In Because "looks good to me" isn't a benchmark, we identified five structural failures in enterprise AI evaluation. The second problem, the what should I measure? problem, is the one that bites teams earliest and quietly. You have a model. You have an endpoint. You need to know if it's good enough to deploy. So you run MMLU, get a score, and make a judgment call.
The score tells you almost nothing useful.
Not because MMLU is a bad benchmark. It is a rigorous one. The problem is that a single benchmark score is a proxy answer to a different question. What you actually need to know is whether the model clears the bar for your specific use case, deployment context, and risk tolerance. That requires a set of measurements (plural) and a defined bar for each one, not a vague intuition about what a good score looks like.
Evaluation-driven development with EvalHub introduced evaluation-driven development (EDD) and showed how evaluation collections operationalize step 1 of the EDD cycle: defining criteria before running experiments. This post goes one level deeper. It covers how to read an existing system collection, understand its threshold logic, and build your own collection that encodes your actual measurement strategy with thresholds that mean something.
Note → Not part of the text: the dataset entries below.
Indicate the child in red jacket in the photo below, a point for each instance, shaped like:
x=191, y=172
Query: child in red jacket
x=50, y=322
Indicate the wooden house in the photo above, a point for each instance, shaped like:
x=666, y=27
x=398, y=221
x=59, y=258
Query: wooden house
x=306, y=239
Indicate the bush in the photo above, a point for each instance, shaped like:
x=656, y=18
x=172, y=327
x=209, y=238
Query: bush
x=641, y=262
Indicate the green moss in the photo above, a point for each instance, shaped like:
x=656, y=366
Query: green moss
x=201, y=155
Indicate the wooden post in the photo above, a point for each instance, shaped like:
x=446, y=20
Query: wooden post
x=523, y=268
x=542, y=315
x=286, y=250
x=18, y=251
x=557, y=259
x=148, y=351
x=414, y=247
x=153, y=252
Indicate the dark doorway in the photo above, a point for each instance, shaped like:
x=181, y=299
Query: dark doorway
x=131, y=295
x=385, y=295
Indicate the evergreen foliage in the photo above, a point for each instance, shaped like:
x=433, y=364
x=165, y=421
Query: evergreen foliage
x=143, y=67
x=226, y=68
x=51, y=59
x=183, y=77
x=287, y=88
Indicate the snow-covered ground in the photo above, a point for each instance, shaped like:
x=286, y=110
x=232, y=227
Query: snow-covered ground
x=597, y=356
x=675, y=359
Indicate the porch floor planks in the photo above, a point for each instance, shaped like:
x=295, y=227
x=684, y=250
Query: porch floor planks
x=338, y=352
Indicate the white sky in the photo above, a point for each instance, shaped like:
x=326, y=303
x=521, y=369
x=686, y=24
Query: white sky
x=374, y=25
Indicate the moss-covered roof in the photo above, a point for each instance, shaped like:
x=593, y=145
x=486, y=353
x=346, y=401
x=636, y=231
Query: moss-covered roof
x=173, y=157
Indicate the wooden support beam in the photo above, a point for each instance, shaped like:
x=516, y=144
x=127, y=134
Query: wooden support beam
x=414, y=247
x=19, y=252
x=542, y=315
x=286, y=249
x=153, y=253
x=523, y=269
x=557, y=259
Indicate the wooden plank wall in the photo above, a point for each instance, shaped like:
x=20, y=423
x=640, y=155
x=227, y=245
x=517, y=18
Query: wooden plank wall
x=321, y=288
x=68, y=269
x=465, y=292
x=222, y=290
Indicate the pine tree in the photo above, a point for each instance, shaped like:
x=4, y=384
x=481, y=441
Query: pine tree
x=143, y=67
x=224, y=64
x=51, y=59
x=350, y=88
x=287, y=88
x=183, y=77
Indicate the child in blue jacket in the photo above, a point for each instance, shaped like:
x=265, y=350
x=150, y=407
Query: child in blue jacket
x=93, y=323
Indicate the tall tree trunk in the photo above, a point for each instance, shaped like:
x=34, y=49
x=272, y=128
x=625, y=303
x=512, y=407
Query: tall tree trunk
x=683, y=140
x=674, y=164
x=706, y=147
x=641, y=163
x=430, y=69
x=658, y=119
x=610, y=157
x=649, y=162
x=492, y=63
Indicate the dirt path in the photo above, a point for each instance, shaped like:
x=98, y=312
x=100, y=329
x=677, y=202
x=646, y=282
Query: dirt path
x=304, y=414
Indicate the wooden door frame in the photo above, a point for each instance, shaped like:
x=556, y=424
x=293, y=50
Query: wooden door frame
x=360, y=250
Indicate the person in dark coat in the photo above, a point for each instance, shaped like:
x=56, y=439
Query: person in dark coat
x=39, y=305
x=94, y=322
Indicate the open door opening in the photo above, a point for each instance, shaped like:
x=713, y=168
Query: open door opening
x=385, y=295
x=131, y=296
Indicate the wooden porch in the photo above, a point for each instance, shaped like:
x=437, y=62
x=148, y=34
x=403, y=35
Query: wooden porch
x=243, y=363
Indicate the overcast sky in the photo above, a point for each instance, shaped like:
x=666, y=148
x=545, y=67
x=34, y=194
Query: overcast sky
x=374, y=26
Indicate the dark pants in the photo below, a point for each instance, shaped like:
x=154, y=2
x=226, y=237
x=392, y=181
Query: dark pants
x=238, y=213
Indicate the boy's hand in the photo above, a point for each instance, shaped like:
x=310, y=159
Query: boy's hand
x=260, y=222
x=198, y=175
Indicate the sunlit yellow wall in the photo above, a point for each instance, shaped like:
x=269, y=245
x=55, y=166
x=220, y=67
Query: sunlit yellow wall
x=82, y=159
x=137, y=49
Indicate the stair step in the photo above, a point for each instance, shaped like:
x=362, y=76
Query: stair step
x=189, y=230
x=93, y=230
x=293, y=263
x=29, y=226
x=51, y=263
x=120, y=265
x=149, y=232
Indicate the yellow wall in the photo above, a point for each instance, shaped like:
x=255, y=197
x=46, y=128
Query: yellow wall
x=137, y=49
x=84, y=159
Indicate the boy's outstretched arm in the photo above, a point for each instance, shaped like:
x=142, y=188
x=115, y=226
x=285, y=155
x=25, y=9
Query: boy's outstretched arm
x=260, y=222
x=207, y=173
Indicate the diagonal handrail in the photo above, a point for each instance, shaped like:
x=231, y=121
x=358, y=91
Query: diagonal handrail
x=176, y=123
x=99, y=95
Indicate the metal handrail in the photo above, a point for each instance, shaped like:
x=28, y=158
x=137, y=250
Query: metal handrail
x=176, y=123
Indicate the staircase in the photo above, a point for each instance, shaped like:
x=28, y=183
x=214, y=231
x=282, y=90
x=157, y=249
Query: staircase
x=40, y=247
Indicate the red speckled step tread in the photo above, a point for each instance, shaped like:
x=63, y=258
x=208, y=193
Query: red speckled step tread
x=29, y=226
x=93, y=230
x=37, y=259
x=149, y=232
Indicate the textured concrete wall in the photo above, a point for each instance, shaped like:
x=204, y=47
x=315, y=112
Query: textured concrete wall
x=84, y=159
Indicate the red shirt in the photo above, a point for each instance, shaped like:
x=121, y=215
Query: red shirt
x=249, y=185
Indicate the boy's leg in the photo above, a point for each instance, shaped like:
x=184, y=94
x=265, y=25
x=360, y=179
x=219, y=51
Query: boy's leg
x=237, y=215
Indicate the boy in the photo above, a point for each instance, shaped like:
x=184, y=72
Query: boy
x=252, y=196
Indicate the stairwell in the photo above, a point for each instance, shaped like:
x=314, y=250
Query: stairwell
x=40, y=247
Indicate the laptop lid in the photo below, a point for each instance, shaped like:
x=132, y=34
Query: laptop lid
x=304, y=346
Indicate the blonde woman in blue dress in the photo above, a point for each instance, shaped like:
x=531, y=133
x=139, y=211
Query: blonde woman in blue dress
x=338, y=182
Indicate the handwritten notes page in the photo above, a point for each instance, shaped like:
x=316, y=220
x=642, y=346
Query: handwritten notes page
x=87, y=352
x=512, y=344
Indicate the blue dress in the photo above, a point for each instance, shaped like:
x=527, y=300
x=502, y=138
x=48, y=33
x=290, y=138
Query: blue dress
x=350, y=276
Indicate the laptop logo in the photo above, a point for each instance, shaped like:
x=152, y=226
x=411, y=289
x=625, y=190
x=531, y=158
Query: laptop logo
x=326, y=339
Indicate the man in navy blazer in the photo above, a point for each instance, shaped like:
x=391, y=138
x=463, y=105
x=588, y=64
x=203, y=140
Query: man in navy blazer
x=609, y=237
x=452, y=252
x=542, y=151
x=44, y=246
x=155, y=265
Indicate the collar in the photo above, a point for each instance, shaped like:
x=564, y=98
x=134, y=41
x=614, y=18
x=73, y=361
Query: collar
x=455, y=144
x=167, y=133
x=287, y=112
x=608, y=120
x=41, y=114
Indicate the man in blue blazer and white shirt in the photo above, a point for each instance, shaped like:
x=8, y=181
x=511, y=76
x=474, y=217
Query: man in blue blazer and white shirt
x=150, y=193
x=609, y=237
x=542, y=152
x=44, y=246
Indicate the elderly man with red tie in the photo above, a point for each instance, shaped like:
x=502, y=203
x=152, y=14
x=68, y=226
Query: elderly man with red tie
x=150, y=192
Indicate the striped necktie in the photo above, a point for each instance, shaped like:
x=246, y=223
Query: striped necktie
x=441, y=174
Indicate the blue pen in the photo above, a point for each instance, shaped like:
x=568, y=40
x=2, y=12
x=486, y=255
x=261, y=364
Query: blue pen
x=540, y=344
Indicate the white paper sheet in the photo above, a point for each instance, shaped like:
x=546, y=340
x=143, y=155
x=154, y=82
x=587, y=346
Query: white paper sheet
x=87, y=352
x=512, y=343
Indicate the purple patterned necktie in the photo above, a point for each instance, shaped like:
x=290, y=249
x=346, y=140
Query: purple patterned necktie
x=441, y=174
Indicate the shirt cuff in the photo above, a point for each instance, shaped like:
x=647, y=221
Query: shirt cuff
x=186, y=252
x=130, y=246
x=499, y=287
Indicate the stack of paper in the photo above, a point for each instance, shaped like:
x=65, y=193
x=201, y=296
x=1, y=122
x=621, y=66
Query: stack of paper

The Leaderboard v2 collection is the worked example. It is one of EvalHub's built-in system collections, and its threshold choices are defensible enough to deserve explanation.
This is the fourth post in a series covering how to build a scalable, reproducible AI evaluation infrastructure using the EvalHub project and Red Hat AI. Catch up on the other parts in the series:
- Part 1: How EvalHub manages two-layer Kubernetes control planes
- Part 2: EvalHub: Because "looks good to me" isn't a benchmark
- Part 3: Evaluation-driven development with EvalHub
- Part 4: Understanding evaluation collections in EvalHub
What an evaluation collection actually is
An evaluation collection is a named, versioned artifact that captures three things:
- Which benchmarks to run: Identified by benchmark ID and the provider that executes them
- How to weight them: Numerical weights that determine each benchmark's contribution to the aggregate score
- What thresholds define a pass: Both per-benchmark (individual gates) and collection-level (overall pass criteria)
Collections are stored server-side and referenced by ID in evaluation requests. They are not shell scripts or experiment configurations. Instead, they are first-class EvalHub resources with full CRUD support via the REST API and CLI.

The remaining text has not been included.